Clinical Trial Management Software
Developed by the Computational Medicine Center and licensed to itCube, one of the center's commercial collaborators, our protocol management system enables researchers to control the scope and accuracy of data collection for clinical studies locally and at multiple centers across the United States.
From subject enrollment to physical exams to specimen collection to lab reports, the system covers many bases of data collection while ensuring complete security and ongoing compliance with regulatory guidelines. Key features of the system include Institutional Review Board consent and adverse event reporting.
Its web-based nature will allow it to be extended to a wide group of users such as those within our Regional Translational Research Center (RTRC) and with other RTRCs nationally.

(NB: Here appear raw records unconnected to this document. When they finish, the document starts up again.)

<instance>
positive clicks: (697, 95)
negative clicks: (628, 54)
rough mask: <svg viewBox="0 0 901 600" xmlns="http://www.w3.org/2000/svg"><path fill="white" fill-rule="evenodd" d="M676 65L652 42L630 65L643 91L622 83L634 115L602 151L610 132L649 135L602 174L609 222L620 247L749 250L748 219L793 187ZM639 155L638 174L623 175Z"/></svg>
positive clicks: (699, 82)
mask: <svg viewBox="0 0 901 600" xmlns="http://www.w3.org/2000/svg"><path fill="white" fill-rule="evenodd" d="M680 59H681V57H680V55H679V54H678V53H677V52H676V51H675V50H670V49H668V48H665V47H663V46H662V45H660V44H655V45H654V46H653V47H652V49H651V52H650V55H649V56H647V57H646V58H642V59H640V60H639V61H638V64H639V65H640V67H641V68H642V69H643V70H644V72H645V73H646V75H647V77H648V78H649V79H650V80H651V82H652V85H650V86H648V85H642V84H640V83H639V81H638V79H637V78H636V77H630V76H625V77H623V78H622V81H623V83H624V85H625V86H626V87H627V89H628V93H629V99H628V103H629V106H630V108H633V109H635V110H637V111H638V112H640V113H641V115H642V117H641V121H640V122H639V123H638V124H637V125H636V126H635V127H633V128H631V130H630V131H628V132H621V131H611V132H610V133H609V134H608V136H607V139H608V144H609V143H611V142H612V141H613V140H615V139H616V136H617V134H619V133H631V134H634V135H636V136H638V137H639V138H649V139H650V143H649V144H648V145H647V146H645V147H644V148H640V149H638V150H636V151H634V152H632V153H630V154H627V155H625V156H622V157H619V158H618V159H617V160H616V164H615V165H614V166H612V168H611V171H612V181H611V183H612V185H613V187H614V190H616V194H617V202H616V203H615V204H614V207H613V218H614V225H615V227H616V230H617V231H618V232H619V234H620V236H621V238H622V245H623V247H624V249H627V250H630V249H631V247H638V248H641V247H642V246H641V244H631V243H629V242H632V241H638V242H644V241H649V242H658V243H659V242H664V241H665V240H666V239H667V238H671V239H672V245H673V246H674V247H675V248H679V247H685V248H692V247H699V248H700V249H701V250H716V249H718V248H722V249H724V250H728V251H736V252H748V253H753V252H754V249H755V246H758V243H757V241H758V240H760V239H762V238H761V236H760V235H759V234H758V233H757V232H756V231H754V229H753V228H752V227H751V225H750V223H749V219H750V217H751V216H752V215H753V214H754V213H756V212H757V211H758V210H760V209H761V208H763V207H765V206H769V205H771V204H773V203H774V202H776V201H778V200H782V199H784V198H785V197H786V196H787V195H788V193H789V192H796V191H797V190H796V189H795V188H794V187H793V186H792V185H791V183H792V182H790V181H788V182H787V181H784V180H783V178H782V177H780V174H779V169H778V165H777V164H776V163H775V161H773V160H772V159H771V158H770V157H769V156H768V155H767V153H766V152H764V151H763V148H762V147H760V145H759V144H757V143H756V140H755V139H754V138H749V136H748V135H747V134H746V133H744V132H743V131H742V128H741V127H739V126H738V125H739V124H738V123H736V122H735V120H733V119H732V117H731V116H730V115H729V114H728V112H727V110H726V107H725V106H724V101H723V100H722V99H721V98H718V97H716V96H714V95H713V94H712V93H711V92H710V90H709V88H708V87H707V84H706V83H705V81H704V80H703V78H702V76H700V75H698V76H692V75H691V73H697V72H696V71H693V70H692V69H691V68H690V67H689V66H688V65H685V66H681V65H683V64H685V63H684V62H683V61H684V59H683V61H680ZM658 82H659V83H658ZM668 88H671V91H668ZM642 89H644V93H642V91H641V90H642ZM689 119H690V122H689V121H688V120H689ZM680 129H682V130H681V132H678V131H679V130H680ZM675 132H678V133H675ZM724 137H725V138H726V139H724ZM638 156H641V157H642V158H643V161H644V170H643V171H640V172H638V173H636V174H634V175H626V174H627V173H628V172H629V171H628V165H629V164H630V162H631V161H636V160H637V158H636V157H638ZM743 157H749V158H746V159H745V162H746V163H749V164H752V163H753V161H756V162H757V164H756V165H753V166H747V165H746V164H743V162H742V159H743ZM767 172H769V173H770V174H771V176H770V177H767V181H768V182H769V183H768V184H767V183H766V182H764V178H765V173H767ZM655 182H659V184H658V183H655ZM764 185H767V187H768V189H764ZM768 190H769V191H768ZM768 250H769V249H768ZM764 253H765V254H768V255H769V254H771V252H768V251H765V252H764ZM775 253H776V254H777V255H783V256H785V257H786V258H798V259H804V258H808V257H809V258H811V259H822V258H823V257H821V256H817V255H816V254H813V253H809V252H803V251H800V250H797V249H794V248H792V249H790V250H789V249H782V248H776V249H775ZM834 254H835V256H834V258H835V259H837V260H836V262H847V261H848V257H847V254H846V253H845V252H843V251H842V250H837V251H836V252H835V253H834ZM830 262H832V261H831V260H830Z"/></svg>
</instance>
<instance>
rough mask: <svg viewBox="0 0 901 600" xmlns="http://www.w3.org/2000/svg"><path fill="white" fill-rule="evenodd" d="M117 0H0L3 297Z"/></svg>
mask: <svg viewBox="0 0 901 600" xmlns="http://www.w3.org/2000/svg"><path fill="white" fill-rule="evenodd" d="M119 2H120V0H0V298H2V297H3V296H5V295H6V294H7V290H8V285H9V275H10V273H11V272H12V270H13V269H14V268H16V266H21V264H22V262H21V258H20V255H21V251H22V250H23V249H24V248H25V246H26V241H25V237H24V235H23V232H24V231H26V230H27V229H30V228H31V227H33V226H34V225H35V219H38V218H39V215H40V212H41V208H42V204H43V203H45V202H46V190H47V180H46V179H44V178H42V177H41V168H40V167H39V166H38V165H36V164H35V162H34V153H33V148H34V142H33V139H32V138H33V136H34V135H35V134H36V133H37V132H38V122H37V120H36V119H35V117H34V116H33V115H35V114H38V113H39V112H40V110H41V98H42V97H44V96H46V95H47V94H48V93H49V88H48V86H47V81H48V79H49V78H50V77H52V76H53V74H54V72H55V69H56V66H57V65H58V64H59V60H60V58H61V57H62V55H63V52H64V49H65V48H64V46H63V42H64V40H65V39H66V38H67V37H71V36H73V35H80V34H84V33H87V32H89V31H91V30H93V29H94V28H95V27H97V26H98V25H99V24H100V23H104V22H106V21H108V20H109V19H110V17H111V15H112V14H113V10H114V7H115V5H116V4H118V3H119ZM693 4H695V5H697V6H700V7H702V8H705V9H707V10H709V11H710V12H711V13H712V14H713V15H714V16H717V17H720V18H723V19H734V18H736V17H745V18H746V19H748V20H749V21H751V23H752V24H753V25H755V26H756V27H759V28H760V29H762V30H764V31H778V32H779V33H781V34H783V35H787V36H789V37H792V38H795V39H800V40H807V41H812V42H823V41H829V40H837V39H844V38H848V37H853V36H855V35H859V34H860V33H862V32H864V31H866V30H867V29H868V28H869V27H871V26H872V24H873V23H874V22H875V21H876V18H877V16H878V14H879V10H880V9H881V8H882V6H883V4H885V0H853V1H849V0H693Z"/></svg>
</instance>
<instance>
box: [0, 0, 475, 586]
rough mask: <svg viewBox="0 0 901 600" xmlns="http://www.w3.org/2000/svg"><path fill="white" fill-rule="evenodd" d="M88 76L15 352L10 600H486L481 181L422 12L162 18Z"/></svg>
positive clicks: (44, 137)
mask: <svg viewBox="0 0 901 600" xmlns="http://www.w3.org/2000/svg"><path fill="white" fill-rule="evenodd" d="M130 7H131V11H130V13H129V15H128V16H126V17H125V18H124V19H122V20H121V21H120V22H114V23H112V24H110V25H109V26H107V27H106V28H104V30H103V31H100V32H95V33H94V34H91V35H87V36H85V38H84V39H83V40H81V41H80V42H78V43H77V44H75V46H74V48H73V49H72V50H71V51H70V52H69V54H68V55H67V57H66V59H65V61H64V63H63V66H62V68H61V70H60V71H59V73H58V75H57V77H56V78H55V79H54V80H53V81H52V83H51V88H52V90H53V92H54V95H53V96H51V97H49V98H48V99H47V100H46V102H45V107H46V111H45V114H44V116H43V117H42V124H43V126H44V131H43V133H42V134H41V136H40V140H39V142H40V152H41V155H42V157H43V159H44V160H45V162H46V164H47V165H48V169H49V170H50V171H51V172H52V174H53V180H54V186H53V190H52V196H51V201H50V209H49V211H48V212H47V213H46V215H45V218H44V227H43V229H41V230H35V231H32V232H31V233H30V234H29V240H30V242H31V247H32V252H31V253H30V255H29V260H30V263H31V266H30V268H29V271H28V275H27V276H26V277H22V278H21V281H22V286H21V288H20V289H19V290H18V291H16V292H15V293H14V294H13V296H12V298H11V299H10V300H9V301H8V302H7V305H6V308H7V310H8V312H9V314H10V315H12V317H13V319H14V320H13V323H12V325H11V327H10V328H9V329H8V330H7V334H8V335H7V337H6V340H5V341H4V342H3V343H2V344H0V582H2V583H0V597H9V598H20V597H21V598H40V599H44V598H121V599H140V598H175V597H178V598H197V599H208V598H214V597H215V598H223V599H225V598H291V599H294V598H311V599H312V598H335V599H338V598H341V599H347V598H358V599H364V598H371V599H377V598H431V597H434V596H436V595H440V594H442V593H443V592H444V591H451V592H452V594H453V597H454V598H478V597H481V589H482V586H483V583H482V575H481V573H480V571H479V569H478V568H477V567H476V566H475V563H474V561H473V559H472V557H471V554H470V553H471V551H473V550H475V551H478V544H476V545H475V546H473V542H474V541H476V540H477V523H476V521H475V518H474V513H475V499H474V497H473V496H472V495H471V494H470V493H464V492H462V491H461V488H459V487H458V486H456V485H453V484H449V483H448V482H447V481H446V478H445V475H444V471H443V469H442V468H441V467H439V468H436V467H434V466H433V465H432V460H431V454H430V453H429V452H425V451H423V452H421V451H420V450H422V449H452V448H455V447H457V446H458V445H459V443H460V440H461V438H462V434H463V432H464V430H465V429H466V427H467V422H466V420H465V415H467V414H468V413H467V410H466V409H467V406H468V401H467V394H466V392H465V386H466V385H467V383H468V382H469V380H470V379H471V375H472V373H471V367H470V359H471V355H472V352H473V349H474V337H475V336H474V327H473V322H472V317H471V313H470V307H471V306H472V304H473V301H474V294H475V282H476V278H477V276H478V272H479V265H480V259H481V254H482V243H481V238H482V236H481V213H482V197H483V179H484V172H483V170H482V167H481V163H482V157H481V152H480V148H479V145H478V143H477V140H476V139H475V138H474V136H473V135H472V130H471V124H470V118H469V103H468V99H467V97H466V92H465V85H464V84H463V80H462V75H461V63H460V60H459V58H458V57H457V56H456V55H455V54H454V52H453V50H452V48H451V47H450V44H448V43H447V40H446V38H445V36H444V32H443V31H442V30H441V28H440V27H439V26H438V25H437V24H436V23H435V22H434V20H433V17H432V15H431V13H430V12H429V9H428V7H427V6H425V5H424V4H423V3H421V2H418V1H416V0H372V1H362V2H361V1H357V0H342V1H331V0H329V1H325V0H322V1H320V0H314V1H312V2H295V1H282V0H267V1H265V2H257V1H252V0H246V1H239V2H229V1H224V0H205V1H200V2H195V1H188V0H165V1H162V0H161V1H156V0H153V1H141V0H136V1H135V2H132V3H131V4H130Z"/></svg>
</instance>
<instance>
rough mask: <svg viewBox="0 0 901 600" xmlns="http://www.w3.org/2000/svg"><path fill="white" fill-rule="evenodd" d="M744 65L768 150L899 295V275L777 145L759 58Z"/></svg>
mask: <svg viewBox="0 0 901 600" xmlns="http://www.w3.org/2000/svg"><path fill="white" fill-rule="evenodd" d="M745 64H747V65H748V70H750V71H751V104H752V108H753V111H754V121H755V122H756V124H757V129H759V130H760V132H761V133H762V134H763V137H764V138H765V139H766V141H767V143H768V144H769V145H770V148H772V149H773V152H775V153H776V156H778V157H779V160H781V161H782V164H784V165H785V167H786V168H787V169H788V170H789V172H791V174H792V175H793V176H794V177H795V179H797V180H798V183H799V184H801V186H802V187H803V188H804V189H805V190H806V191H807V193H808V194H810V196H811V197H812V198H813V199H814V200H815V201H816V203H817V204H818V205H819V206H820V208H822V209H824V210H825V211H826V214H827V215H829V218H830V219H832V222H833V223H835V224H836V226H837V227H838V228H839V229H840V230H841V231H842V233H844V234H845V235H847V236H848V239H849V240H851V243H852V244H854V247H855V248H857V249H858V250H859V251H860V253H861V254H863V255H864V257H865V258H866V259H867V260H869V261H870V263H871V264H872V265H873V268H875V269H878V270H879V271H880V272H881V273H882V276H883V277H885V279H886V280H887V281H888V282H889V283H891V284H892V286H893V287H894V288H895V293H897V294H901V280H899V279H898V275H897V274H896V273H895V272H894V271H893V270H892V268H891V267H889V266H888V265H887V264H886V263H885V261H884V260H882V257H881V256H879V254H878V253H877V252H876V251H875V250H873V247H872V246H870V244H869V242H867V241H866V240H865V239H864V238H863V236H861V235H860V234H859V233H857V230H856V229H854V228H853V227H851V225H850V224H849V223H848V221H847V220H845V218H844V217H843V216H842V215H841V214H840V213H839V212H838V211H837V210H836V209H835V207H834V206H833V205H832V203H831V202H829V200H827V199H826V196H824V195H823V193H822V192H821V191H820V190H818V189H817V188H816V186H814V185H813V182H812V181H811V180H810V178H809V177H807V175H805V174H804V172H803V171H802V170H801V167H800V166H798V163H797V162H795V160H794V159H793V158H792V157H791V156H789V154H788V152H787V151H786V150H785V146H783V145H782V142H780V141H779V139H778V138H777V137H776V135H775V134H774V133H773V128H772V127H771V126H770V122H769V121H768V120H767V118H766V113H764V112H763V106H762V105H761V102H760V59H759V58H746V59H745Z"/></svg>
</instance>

To learn more about how you can benefit from using this system, view our animated tour or download a fact sheet.
Systems Biology Modeling
Our systems biology modeling tool is designed to enable an expert to assemble a series of clinical scenarios that describe possible disease presentations, etiologies, disease courses, therapies and outcomes for an entire group of patients. From this scenario, the center is constructing a computational system that works like a simulator and helps predict the best therapy for a patient. Next-generation imaging, genetics, and genomics profiling data are used to help make the best decisions. The system allows for mapping of disease processes to physiological, pathological and genetic networks leading to the discovery of new therapies suited precisely for an individual patient.